# Landesverband sächsischer Angler wirbt auf Flughafen für Angler!



## Thomas9904 (6. September 2016)

Vorabveröffentlichung Mag Oktober

*Landesverband sächsischer Angler wirbt auf Flughafen für Angler!​**Faszination Angeln: "gute Gründe, angeln zu gehen…"​*
Ich freue mich immer ganz besonders, wenn ich mal Erfreuliches aus der Verbandswelt berichten kann, weil ja normalerweise aus dem DAFV und den ihn stützenden Verbänden eher Negatives für Angler und Angeln kommt. 


Quelle (mit der Erlaubnis zum Veröffentlichen bei uns, herzlichen Dank dafür!):
http://landesanglerverband-sachsen.de/index.php?modul=news&vid=133

*Faszination Angeln: "gute Gründe, angeln zu gehen…"*​Unter diesem Motto präsentiert sich der Landesverband Sächsischer Angler e.V. derzeit noch bis zum 21.10.2016 auf der Abflugebene des Flughafen Dresden International. 

_"Uns Anglern muss diese Faszination nicht mehr erklärt werden, jedoch der nichtangelnden Bevölkerung heute mehr denn je. Angeln ist ein vielfältiges und wunderbares Hobby. Verstädterung und Wertewandel entfremden die Menschen leider zunehmend von der Natur und hier wollen wir mit Öffentlichkeitsarbeit entgegenwirken"_, 
so Jens Felix, Geschäftsführer des Landesverbandes Sächsicher Angler e.V.

Neben der Akzeptanz gegenüber der Passion Angeln steht die Information zu vielfältigen Fragestellungen an erster Stelle: Was leisten die Angler? Wie wird man Angler und wo kann man angeln? Warum sollte man Mitglied in einem der 600 sächsischen Vereine werden? Die Antworten zu diesen und vielen anderen Fragen gibt der Landesverband vor Ort in einer umfangreichen Imagebroschüre.

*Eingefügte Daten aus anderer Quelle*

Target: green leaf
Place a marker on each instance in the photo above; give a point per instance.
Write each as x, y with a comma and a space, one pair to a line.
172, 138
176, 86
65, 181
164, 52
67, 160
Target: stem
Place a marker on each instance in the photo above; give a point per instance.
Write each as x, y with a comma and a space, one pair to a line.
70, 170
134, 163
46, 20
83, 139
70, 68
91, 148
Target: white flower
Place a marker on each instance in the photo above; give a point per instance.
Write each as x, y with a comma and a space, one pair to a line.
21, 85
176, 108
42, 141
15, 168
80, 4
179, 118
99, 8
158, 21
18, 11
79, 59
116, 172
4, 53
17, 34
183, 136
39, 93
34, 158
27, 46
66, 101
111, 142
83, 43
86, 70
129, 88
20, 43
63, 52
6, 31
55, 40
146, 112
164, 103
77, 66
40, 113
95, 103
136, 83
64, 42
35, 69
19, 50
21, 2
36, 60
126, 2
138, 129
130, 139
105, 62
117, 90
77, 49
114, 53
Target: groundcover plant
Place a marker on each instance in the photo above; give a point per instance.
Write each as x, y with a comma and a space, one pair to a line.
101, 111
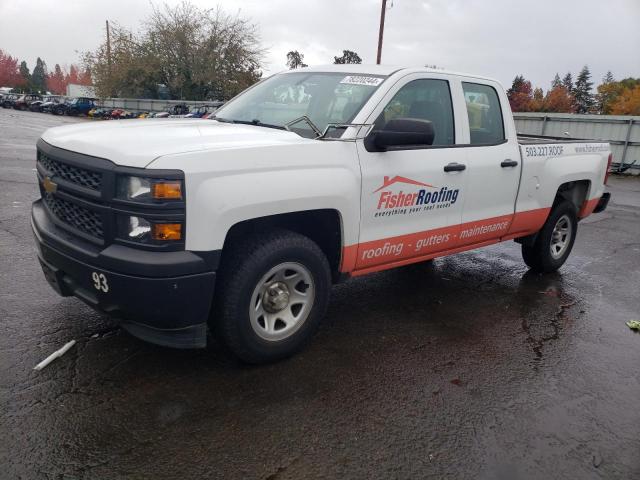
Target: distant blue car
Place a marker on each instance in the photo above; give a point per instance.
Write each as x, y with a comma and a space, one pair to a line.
76, 106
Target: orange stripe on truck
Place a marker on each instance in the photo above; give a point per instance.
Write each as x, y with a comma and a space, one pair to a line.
588, 207
377, 255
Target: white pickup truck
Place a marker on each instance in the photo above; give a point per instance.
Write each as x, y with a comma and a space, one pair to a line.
241, 224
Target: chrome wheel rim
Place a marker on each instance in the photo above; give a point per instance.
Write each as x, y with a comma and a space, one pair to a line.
281, 301
561, 236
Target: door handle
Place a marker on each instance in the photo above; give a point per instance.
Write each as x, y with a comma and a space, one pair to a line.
455, 167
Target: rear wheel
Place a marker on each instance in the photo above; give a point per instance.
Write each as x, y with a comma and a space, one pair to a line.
555, 240
274, 290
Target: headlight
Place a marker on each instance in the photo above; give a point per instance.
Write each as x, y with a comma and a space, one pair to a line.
141, 230
141, 189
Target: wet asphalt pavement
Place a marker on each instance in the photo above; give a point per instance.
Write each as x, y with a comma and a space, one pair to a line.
470, 368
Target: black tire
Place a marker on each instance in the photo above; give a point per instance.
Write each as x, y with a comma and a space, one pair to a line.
539, 256
241, 276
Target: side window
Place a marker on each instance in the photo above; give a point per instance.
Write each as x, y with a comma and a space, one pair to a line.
484, 112
426, 100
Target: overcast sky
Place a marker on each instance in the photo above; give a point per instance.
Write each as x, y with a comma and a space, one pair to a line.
495, 38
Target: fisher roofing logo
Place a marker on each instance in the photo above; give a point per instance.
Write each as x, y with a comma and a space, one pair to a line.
439, 197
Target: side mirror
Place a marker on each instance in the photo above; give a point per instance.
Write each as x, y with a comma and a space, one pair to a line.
401, 132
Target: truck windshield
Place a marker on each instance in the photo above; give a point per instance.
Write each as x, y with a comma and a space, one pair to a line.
324, 98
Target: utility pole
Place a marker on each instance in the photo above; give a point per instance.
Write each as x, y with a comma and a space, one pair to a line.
109, 58
381, 32
108, 47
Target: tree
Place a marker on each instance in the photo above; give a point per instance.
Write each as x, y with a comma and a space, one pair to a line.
567, 81
537, 104
608, 90
558, 100
608, 78
295, 60
39, 76
196, 53
520, 95
56, 82
347, 57
627, 103
582, 91
26, 75
9, 71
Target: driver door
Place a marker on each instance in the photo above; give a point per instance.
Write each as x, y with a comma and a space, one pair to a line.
411, 199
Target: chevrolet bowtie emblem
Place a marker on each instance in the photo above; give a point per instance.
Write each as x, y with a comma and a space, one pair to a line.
49, 185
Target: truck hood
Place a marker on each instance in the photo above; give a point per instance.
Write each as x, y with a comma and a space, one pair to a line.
137, 143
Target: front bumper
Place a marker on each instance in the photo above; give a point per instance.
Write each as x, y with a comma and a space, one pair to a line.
161, 297
602, 203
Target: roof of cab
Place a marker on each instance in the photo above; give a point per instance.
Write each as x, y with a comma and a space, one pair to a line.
380, 70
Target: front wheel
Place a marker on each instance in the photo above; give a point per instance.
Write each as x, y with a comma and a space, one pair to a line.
274, 291
555, 240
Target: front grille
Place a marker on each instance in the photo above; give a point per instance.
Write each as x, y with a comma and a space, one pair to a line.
78, 217
70, 173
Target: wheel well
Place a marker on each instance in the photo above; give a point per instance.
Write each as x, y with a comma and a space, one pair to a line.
575, 192
322, 226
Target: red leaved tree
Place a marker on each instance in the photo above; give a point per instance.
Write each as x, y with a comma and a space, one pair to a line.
559, 100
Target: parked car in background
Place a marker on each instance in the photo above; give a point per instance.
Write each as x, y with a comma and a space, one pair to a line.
75, 106
23, 102
179, 110
199, 112
8, 100
49, 103
37, 106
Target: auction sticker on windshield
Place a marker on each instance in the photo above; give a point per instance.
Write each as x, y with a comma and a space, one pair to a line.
362, 80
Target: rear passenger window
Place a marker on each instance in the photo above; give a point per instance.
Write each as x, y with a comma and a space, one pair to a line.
426, 100
485, 114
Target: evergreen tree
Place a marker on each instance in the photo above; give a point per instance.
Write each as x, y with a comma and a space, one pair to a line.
347, 57
39, 76
26, 76
520, 95
295, 59
608, 78
582, 91
567, 82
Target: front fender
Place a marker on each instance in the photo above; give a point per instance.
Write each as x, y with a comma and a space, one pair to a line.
226, 187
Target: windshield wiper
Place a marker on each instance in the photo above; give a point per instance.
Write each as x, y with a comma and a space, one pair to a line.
255, 122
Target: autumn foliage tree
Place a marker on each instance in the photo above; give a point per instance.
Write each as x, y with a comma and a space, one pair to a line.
60, 77
627, 102
196, 53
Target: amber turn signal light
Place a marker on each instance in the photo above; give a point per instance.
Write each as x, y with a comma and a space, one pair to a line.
167, 231
168, 190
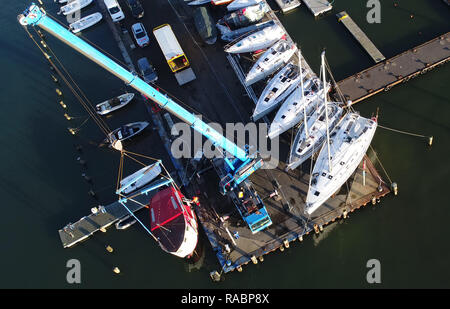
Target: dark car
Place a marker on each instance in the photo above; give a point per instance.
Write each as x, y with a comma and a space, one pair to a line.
136, 8
147, 70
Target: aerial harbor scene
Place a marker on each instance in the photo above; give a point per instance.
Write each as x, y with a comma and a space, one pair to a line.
225, 144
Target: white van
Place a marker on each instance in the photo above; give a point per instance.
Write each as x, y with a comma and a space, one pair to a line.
114, 10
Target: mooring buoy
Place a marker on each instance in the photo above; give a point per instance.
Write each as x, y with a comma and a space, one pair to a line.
394, 188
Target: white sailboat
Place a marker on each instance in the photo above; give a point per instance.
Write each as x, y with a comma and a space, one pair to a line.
113, 104
259, 40
85, 22
270, 61
339, 157
311, 134
277, 89
139, 178
239, 4
292, 110
74, 6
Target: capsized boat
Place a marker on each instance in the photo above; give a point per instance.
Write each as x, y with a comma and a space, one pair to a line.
125, 132
245, 16
291, 111
231, 35
270, 61
173, 222
277, 89
261, 39
239, 4
348, 144
205, 25
310, 138
85, 22
113, 104
74, 6
139, 178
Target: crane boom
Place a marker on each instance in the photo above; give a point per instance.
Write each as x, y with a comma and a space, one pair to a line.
236, 170
34, 16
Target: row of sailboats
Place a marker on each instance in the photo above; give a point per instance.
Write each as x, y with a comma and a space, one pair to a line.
340, 139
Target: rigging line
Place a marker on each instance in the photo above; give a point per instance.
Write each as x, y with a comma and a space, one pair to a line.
57, 70
140, 222
381, 164
99, 120
402, 132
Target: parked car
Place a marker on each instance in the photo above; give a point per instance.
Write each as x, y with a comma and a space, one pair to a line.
136, 8
140, 35
114, 10
147, 70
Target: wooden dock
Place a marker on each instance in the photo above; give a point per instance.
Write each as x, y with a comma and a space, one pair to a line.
105, 216
284, 194
360, 36
318, 7
288, 5
398, 69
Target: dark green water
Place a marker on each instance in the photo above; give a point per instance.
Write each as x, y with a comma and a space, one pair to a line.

Geplant ist, dass diese Wanderausstellung kontinuierlich an den verschiedensten Plätzen im Freistaat Sachsen vorgestellt wird. Nach der Präsentation im Leipziger Rathaus und dem Dresdener Flughafen ist als nächste Station der Flughafen Halle/Leipzig beabsichtigt. Dort werden auch zahlreiche neue Exponate zu sehen sein.

Lassen Sie sich überraschen!
Trockenaquarium:











Rund um Angeln und Angler:










*Flughafen wirbt aktiv mit Anglern!*
Auch der Flughafen Dresden wirbt aktiv mit der Ausstellung des LVSA für Angler und Angeln mit einer Pressemitteilung und auf der Seite des Flughafens:
http://m.dresden-airport.de/Erlebnis-Flughafen/Veranstaltungen.html

PM:


> *Angel-Ausstellung im Dresdner Flughafen blickt in sächsische Unterwasserwelt *
> *Um die Leidenschaft Angeln geht es in einer neuen Ausstellung, die bis 21. Oktober im Flughafen Dresden Terminal zu sehen ist. Hier präsentiert der Landesverband Sächsischer Angler e. V. (LVSA) anschaulich seine Arbeit und beantwortet Fragen wie:
> Was leisten die Angler? Wie wird man Angler und wo kann man angeln? Warum sollte man Mitglied in einem der 600 sächsischen Vereine werden? Der Eintritt zur Schau „Angeln in Sachsen“ ist frei. *
> 
> ...



Dass ich als leidgeprüfter Angler aus Baden-Württemberg so etwas umso mehr zu schätzen weiss, weil bei uns ja Politik wie auch der LFV-BW Angler und Angeln immer mehr schädigen, ist sicher nachvollziehbar, siehe den Stand des LFV-BW auf der Landesgartenschau:


Thomas9904 schrieb:


> "Pavillon" vom LFV-BW - einen elenderen "Stand" hab ich auf der ganzen Landesgartenschau nicht gesehen, da haben sogar Dixiklos auf einmal nen gewissen Charme....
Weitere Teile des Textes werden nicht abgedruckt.